= Cyclic reduction =

Cyclic reduction is a numerical method for solving large linear systems by repeatedly splitting the problem. Each step eliminates even or odd rows and columns of a matrix and remains in a similar form. The elimination step is relatively expensive but splitting the problem allows parallel computation.

==Applicability==
The method only applies to matrices that can be represented as a (block) Toeplitz matrix. Such problems often arise in implicit solutions for partial differential equations on a lattice. For example fast solvers for Poisson's equation express the problem as solving a tridiagonal matrix, discretising the solution on a regular grid.

==Accuracy==
Systems which have good numerical stability initially tend to get better with each step. Moreover, to a point where a good approximate solution can be given, but because the special matrix form must be preserved pivoting cannot be performed to improve numerical accuracy.

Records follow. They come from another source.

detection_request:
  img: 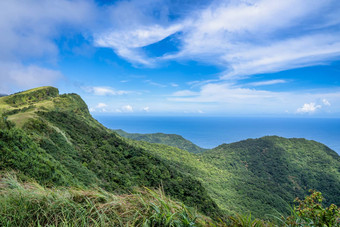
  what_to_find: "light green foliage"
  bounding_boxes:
[0,173,213,227]
[285,190,340,227]
[0,86,220,216]
[0,88,340,225]
[115,129,207,153]
[127,137,340,218]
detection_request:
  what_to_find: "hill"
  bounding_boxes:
[0,87,340,221]
[0,87,219,216]
[115,129,207,153]
[122,133,340,218]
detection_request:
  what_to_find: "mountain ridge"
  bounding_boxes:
[0,87,340,220]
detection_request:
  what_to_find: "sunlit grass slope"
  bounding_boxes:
[0,172,215,227]
[0,87,220,216]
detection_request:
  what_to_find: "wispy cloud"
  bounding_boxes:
[296,102,321,113]
[168,82,340,114]
[95,0,340,80]
[246,80,288,87]
[0,0,96,92]
[82,87,131,96]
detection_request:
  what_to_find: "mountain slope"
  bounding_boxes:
[128,136,340,217]
[0,87,340,218]
[0,87,219,216]
[115,129,207,153]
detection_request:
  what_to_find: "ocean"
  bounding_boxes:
[94,115,340,154]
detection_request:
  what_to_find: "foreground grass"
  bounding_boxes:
[0,173,216,226]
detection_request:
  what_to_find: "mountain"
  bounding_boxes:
[0,87,220,216]
[129,136,340,217]
[0,87,340,222]
[115,129,207,153]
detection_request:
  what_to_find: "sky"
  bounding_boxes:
[0,0,340,117]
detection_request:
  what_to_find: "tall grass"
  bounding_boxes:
[0,174,215,226]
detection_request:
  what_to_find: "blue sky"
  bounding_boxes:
[0,0,340,117]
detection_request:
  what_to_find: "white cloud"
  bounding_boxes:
[168,82,340,114]
[246,80,287,87]
[0,0,96,61]
[322,99,331,106]
[94,24,185,66]
[96,102,107,108]
[121,105,133,113]
[0,0,96,92]
[91,0,340,80]
[296,102,321,113]
[172,90,198,97]
[82,87,130,96]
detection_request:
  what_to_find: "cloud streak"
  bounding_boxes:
[95,0,340,80]
[82,86,130,96]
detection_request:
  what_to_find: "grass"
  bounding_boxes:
[0,173,216,226]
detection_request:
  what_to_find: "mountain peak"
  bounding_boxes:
[3,86,59,107]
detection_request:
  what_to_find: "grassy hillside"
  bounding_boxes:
[115,129,207,153]
[0,87,219,216]
[0,173,216,227]
[0,87,340,223]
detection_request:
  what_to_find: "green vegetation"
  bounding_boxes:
[284,190,340,226]
[0,87,340,226]
[0,89,220,216]
[0,173,213,227]
[114,129,207,153]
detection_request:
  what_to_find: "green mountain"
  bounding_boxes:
[114,129,207,153]
[0,87,340,222]
[0,87,219,216]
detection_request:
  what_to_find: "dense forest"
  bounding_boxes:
[0,87,340,226]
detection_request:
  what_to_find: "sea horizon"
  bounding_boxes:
[94,115,340,154]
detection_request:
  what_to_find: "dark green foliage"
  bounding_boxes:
[201,136,340,217]
[5,87,59,107]
[2,105,35,117]
[34,111,218,215]
[115,129,207,153]
[0,87,340,223]
[0,128,79,186]
[284,190,340,227]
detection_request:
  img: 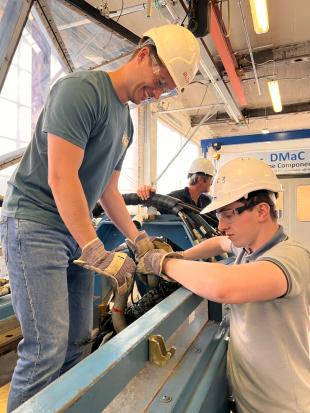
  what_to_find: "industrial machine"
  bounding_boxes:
[10,195,228,413]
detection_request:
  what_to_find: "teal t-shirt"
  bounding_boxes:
[2,71,133,231]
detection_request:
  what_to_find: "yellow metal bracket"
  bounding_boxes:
[149,334,175,367]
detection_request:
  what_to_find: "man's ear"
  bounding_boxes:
[137,46,150,63]
[257,202,270,220]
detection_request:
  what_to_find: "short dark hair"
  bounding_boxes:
[238,189,278,220]
[187,172,212,185]
[130,43,161,62]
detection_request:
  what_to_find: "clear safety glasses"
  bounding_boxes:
[151,54,177,97]
[215,202,260,223]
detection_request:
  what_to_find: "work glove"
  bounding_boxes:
[137,249,184,282]
[126,231,173,261]
[73,238,136,295]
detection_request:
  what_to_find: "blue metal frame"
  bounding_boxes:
[14,288,226,413]
[201,129,310,156]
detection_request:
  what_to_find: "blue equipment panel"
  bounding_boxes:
[97,214,194,250]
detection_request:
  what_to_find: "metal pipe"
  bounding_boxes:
[154,103,224,115]
[238,0,262,95]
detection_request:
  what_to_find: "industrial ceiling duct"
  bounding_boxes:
[187,0,209,37]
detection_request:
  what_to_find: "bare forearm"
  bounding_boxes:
[100,188,139,240]
[163,259,226,302]
[50,175,97,248]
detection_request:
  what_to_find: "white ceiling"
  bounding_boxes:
[80,0,310,138]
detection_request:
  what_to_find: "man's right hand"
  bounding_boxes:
[137,185,156,201]
[74,238,136,295]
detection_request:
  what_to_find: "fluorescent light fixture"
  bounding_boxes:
[250,0,269,34]
[268,80,282,112]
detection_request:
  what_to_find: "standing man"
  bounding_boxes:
[137,158,310,413]
[137,158,215,213]
[1,25,200,412]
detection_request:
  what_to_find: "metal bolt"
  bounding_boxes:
[159,396,172,403]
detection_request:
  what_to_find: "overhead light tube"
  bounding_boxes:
[268,80,282,112]
[250,0,269,34]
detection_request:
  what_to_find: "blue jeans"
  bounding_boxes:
[0,217,94,412]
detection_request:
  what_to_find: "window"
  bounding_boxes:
[157,121,199,194]
[118,109,138,194]
[0,9,65,194]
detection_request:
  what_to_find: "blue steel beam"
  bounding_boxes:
[14,288,202,413]
[146,322,228,413]
[201,129,310,156]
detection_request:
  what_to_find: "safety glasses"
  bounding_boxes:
[215,202,261,223]
[150,54,176,96]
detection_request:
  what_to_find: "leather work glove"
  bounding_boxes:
[137,249,184,282]
[73,238,136,295]
[126,231,173,261]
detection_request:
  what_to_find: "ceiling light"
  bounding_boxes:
[268,80,282,112]
[250,0,269,34]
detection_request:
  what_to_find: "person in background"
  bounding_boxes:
[137,158,310,413]
[137,158,215,213]
[1,24,200,412]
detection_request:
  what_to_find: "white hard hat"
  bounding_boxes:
[142,24,200,91]
[188,158,215,176]
[201,158,282,214]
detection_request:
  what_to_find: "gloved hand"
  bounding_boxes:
[73,238,136,295]
[137,249,184,282]
[126,231,173,261]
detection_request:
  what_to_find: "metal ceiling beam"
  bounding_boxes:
[61,0,140,45]
[210,1,247,106]
[0,0,34,92]
[180,0,244,123]
[191,101,310,127]
[34,0,75,72]
[215,41,310,73]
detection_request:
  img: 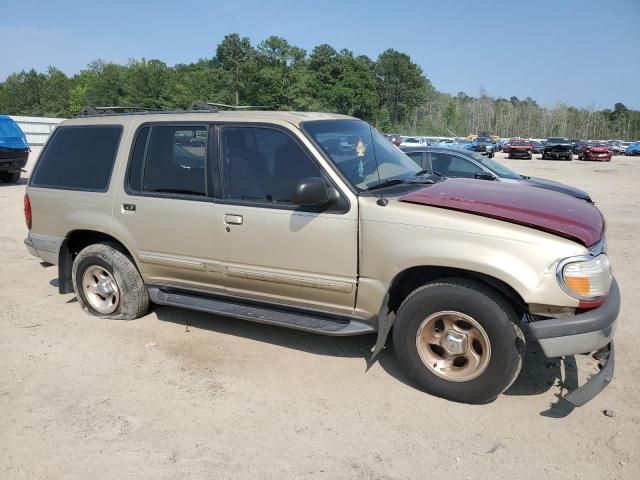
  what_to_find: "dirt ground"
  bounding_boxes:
[0,148,640,480]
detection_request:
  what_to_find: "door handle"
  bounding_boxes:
[224,213,242,225]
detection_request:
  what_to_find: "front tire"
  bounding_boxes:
[393,279,524,404]
[72,243,149,320]
[0,171,20,183]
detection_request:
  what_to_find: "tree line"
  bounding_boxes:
[0,33,640,140]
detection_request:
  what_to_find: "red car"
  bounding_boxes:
[505,140,533,160]
[578,143,613,162]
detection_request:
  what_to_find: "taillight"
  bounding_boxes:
[24,194,33,230]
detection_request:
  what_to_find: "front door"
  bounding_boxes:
[216,125,358,314]
[112,123,223,291]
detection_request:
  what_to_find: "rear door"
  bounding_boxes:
[216,124,358,314]
[112,123,223,291]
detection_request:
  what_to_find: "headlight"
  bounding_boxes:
[558,253,613,300]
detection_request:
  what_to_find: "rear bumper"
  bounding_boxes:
[508,150,533,158]
[528,280,620,407]
[24,232,64,265]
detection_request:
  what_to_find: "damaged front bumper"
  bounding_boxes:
[528,280,620,407]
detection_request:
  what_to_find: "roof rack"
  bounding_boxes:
[191,102,275,112]
[80,102,275,117]
[80,106,163,117]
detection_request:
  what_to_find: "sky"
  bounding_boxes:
[0,0,640,110]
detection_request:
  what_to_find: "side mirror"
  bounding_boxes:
[291,177,337,205]
[474,172,496,180]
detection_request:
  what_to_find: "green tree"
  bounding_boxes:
[375,49,430,125]
[216,33,256,105]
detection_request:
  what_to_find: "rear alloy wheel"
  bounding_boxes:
[0,170,20,183]
[72,243,149,320]
[393,279,524,403]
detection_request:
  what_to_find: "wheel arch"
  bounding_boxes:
[388,265,528,314]
[58,229,140,293]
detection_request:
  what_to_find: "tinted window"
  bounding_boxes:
[431,153,482,178]
[139,125,208,196]
[222,127,323,204]
[405,152,422,167]
[128,127,150,192]
[32,125,122,191]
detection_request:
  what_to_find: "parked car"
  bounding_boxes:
[469,137,495,158]
[531,142,545,153]
[384,133,402,147]
[571,139,582,154]
[401,146,593,203]
[541,137,573,160]
[400,137,427,147]
[24,110,620,405]
[578,143,613,162]
[605,140,624,155]
[503,140,533,160]
[624,142,640,156]
[0,115,30,183]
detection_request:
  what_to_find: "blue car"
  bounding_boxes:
[0,115,29,183]
[624,142,640,156]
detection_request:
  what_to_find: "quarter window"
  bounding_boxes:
[222,127,323,204]
[31,125,122,191]
[431,153,482,178]
[405,152,424,168]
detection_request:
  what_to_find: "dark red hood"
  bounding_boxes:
[398,178,604,247]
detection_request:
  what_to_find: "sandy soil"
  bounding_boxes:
[0,148,640,480]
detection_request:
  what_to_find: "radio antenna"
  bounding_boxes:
[369,125,389,207]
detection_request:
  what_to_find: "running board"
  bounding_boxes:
[148,287,376,336]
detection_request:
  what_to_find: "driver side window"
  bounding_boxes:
[431,153,482,178]
[222,127,323,205]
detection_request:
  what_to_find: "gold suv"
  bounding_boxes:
[25,109,620,405]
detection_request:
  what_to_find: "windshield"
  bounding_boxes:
[0,118,22,138]
[302,120,420,190]
[473,153,522,180]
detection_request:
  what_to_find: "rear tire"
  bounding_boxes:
[0,171,20,183]
[72,243,149,320]
[393,278,524,403]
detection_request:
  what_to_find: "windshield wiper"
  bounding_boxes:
[416,168,444,177]
[363,178,434,192]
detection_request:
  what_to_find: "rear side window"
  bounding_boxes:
[31,125,122,192]
[128,125,208,196]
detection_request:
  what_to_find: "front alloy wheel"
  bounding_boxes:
[416,310,491,382]
[393,278,524,403]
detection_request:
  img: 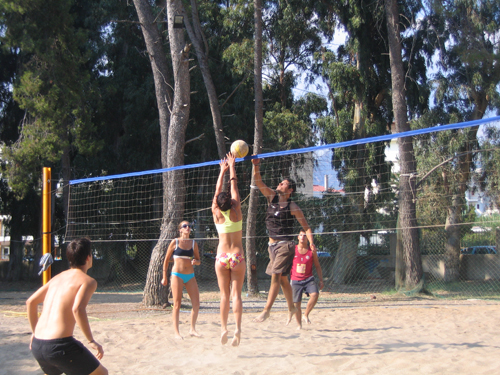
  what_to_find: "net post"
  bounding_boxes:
[42,167,52,285]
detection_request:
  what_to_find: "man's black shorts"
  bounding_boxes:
[31,337,100,375]
[292,276,319,303]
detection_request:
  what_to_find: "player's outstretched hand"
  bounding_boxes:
[226,152,236,167]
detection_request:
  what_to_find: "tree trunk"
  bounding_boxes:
[134,0,191,306]
[134,0,172,168]
[385,0,422,289]
[182,0,226,159]
[246,0,264,295]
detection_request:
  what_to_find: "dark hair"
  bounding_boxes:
[177,220,191,230]
[66,237,92,268]
[284,177,297,195]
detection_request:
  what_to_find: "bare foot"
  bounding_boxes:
[286,307,298,325]
[231,331,241,346]
[189,329,201,337]
[220,331,227,345]
[252,311,271,323]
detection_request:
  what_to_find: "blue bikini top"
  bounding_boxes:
[174,238,194,259]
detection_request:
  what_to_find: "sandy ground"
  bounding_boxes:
[0,292,500,375]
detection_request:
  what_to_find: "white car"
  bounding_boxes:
[460,246,497,255]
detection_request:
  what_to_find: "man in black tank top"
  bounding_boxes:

==Comparison to multigrid==
The method is not iterative, it seeks an exact solution to the linear problem consistent with the given boundary values, contrast that with the similar but computationally cheaper multigrid method which propagates error-correction estimates down and allows for different relaxation parameters at different scales, the iterative aspect allowing better incorporation of non-linear features.

==Combination with fast Fourier transform FFT==
Transforming from the spatial domain and restating the PDE is called a spectral method, Fourier analysis and cyclic reduction are combined in the FACR algorithm which is explained in Numerical Recipes – see 19.4 Fourier and Cyclic Reduction Methods for Boundary Value Problems.